Here’s the smaller part I mentioned before, the one that came out perfectly using PLA at 15% fill on the printer we’ve been working with all along. Here it is from above (left) and on its side (right):

3d-printing-6

Bad news

However, we’re still having cooling/contracting problems with the previously attempted parts (discussed in the last post), seen here an attempt to print at 15% fill:

3d-printing-4

On a positive note, these made it a lot further in the process (all the way past the second bore hole) before things went bad.

Changing another variable

Apparently, the biggest danger with the cooling/contracting issue is that the raft anchoring the piece — which is made of the exact same material — begins to bow, so that it no longer sits flat on the table. As you can image, that makes it pretty easy for the filling process to knock the piece around, and then nothing lines up properly anymore.

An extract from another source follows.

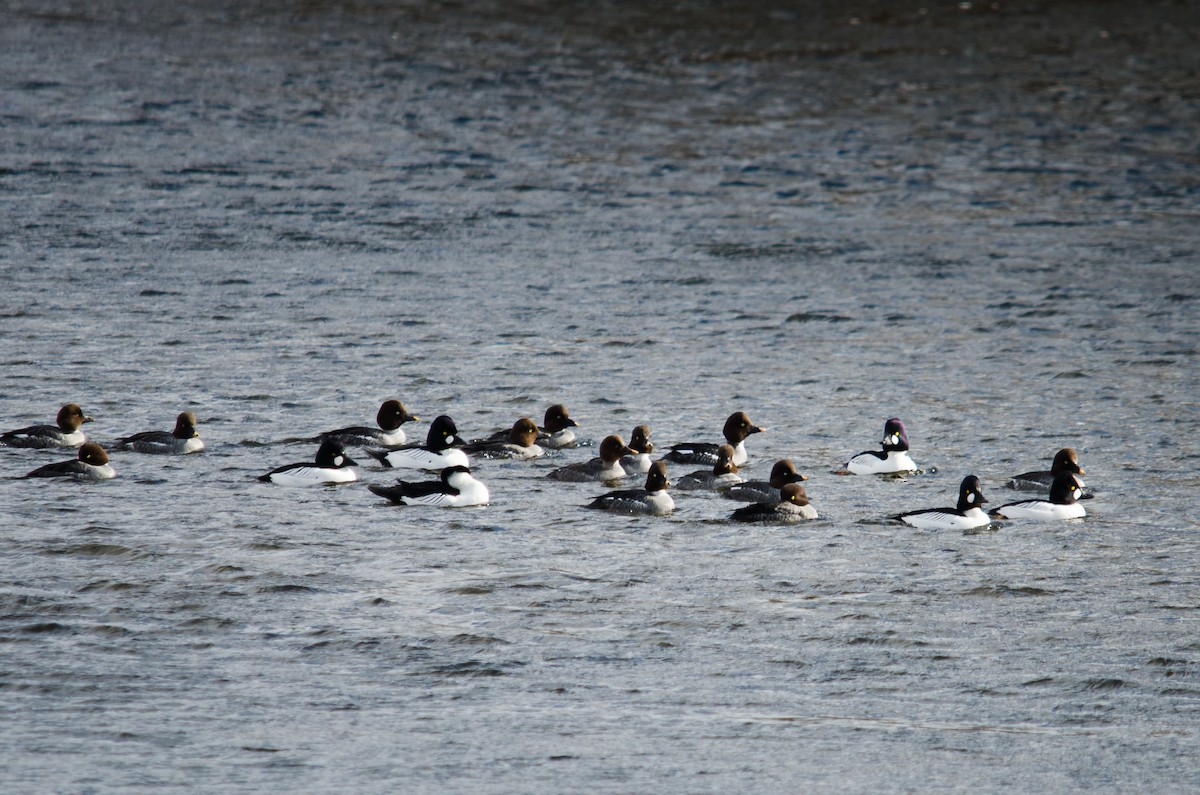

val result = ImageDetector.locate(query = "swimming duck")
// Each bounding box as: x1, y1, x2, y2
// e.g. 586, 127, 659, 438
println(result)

Jeremiah conjectured that this bowing effect in the raft was worse here because of the regular, unbroken footprint made by the rectangular bottom of the piece. Compare that to the open, irregular footprint of the piece in the first picture above.

Crisis averted?

So the next time he tried to print one of the pieces, he altered the design (and the STL file) so that the piece lies on its side, which is not rectangular, as you can see here:

3d-printing-5

That seems to have done the trick. Of course, the other possibility is that simply printing one piece at a time, rather than four, decreases the probability of something going haywire.

At any rate, we look forward to sharing pictures of all the pieces — and assembled! — when we get to that point in the process.